Here’s the secret. There is, in fact, one way to beat the bullies. See, what they want is to work themselves out of a job, to have you doing their dirty work for them. They want you to beat yourself up. So the way you win is by stepping out of the game entirely. The way you win is by knowing, being absolutely and irrevocably and 100% positive, that they are wrong.
It’s the tiniest thing.
It’s almost impossibly hard. How do you discover the world’s best-kept secret: that despite what you’ve been hearing since you were two and your parents started dragging you to doctor after doctor and the other kids stopped playing with you that you are actually perfectly fine, just fine?
When you are disabled, you are sick in every sense of the word. Disgusting, scary, dangerous, broken, wrong. Lesser.

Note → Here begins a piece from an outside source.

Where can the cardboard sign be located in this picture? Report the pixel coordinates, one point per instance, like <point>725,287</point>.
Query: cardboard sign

I knew this, had it memorized and lived my life accordingly. But one day I met someone else who was sick. “You’re sick!” I protested when they insisted on acting like a human being.
“Yeah, I am.” they agreed. “So are you.”
And then one morning I woke up. I was still sick. And I was also fine.
I was fine.
There is no equivalent to a GSA for disabled kids. We have to pass it on like a secret. You’re okay. We’re okay. Everyone else is wrong. We have a right to be here too. We’re not just sick. We’re not in doctors’ offices all the time. We’re okay.
We need that support, need some sort of physical community. Passing it on like a rumor isn’t enough. The moment we realize that the hateful people who fill and control our lives are wrong is the moment when everything can finally start to change. That moment shouldn’t even have to happen—it should be something that we just always know.
Things won’t get better until then.
Good-bye. My name is Julia Bascom, and I am, always have been, and always will be, fine.